Computer Science and Mathematics Projects
Analysis on the Wire (AoW)
In the era of Big Data, in an ever-increasing amount of cases in science and industry, more data can be found at any given moment in transit than in storage media ranging from memory to tape. This raises the question whether it would be feasible to extract value out of this data while it is still in transit. There is a strong incentive for on-the-wire processing since such processing can provide near real time information to speed up decision making processes, optimize and prioritize information routing and correlation, and offer additional processing cycles that can free up data center resources. A related concept comes from the world of cybersecurity, where packet streams passing through firewalls are inspected in an attempt to detect patterns of intrusion and avert cyber attacks. Suitably designed algorithms can exploit available computing power and perform specific forms of computation on streaming data while they are “on the wire”, i.e., being transported in the network. This requires taking the concept of processing on the wire to levels beyond the common cybersecurity applications and investigate equipment and methods to enable generic, statically or even dynamically programmable data analysis and/or transformation of data streams while going through network devices.
The basic concept for analyzing data on the wire is that one or more network devices can be programmed to recognize specific data flows and transparently apply a certain type of computation on the data of a flow before forwarding it to its destination. Depending on the case, the recipient may receive data transformed in some expected way or original data, while analysis information may be gathered from the data and sent to a different recipient.
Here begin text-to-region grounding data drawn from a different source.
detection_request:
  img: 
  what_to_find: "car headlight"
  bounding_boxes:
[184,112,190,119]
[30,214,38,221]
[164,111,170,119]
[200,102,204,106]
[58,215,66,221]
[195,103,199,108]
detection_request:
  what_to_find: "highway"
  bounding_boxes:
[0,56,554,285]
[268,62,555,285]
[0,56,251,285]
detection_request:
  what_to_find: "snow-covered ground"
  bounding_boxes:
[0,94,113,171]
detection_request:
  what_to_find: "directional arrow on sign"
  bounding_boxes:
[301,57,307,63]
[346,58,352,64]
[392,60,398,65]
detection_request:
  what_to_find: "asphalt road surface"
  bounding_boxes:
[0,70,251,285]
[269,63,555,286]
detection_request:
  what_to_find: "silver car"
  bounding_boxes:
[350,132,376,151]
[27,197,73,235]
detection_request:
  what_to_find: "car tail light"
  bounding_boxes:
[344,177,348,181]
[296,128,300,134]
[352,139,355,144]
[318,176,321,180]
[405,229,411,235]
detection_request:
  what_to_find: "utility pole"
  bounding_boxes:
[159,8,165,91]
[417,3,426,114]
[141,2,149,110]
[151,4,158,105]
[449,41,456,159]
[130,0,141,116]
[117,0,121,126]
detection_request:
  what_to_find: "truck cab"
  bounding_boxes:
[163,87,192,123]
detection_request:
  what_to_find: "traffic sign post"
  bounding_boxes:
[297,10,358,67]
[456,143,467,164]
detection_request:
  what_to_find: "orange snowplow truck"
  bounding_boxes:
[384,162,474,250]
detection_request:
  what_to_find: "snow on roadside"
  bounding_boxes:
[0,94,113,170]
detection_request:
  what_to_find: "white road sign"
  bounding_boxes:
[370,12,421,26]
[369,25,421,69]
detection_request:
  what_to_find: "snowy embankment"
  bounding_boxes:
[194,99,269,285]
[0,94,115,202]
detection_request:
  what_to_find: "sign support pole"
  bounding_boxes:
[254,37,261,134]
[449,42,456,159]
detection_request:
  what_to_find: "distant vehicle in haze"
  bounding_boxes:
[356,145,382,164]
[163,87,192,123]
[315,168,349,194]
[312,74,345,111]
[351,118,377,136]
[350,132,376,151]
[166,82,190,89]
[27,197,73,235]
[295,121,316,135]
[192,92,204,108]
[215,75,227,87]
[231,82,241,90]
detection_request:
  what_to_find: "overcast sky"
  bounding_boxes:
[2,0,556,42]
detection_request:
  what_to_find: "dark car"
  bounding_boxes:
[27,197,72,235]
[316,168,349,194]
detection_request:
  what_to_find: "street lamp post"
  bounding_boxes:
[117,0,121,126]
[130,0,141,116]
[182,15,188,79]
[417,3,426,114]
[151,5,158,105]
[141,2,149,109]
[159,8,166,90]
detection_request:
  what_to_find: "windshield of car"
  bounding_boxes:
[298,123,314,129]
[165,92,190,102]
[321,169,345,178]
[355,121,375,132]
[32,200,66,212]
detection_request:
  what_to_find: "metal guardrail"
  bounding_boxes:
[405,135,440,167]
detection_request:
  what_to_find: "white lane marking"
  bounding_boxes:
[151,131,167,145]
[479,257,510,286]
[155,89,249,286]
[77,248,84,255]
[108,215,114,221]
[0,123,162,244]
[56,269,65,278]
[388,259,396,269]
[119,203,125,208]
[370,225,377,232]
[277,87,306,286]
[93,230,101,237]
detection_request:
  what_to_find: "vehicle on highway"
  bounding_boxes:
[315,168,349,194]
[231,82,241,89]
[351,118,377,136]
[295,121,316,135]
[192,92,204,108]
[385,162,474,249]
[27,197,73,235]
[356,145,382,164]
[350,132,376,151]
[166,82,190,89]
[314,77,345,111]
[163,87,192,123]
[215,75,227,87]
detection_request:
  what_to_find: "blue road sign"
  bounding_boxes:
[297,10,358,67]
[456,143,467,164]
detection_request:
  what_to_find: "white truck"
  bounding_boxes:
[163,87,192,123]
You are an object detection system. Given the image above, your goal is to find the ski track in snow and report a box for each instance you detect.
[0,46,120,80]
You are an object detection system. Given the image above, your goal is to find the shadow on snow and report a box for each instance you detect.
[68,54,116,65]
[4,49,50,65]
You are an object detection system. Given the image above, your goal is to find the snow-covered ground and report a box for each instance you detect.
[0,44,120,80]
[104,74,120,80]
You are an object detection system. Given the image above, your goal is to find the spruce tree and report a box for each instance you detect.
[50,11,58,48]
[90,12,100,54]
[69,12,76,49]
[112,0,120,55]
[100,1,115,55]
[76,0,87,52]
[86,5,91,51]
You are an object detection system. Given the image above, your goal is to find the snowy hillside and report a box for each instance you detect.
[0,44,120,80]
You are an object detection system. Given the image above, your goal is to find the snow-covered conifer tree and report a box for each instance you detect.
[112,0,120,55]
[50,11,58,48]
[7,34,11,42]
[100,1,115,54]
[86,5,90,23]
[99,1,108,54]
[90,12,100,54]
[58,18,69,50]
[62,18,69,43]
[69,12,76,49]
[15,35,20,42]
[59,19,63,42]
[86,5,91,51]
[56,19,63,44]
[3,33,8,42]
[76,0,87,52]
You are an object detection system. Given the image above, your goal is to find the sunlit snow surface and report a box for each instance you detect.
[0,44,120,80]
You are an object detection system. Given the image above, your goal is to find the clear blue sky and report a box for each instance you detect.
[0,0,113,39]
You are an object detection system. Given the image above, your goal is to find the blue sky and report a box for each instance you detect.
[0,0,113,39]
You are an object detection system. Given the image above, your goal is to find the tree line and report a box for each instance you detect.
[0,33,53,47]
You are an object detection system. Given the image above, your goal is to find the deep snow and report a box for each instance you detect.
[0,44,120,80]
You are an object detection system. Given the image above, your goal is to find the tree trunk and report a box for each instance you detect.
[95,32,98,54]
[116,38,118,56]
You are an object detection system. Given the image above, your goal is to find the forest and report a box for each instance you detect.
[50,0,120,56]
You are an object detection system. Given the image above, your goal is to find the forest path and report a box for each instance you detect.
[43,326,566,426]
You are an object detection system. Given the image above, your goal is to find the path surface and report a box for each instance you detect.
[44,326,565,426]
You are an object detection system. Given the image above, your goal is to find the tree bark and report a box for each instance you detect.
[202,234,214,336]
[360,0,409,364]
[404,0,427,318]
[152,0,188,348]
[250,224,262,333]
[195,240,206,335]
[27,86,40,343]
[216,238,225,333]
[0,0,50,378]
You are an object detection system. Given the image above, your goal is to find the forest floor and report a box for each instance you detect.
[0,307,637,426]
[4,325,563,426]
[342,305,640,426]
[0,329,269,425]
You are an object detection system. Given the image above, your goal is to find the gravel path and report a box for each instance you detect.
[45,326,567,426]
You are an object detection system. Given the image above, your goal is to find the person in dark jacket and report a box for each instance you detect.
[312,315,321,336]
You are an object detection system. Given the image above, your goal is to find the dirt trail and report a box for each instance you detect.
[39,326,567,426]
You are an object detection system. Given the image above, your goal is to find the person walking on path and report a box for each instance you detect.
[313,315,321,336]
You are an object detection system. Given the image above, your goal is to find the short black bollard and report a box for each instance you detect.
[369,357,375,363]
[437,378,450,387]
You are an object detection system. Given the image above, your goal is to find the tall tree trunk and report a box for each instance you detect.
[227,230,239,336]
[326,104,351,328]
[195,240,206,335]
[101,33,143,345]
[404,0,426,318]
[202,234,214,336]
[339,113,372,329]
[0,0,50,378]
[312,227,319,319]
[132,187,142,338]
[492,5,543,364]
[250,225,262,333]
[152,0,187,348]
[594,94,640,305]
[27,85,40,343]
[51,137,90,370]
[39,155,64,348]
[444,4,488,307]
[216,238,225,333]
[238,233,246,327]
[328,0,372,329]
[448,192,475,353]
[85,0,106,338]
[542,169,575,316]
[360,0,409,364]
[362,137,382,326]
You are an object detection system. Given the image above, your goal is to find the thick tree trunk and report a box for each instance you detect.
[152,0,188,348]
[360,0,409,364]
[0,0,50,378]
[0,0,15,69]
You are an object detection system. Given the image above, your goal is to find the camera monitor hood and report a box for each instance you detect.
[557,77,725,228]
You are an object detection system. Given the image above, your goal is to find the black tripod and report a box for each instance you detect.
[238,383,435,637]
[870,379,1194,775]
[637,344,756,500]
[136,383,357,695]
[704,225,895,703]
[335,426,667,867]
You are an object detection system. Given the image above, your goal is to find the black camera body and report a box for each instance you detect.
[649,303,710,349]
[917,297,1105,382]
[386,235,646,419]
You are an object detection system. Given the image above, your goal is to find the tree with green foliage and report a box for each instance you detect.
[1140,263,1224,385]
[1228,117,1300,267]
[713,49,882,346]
The AoW project examines the feasibility of processing data on the wire by investigating in three main directions: potential use cases, processing capabilities of networking infrastructure, and suitable algorithms. There are many prime candidate cases for AoW: real time processing on a data stream before that data arrives at a data center for decision-making purposes; sensor network data analysis, such as distributed solar irradiance prediction, security sensor networks, such as DARPA SIGMA, or the Smart Grid for Phasor Measurement Unit (PMU) and Smart Meter data reduction and state estimation; and, in the general case, processing of data in the context of the Internet of Things (IoT). From the networking perspective, Software Defined Networking (SDN) mechanisms for Network Function Virtualization (NFV) and Service Function Chaining (SFC) could be utilized, after potential modifications, to support streaming data analysis. Vendor equipment mainly targeted at enabling sophisticated cybersecurity functions, i.e., Deep Packet Inspection (DPI), Deep Packet Processing (DPP) could also be potentially adapted to support analysis algorithms. Even traditional networking devices could be used in conjunction with external computing systems to perform analysis tasks. Finally, there are many streaming algorithms that could be adapted for processing on the wire; for example, classical online algorithms for streaming outlier detection, approximated summary statistics, such as billing, or for lightweight dimensionality reduction using problem characteristics; batch supervised and unsupervised learning algorithms; and adaptive supervised and unsupervised learning algorithms.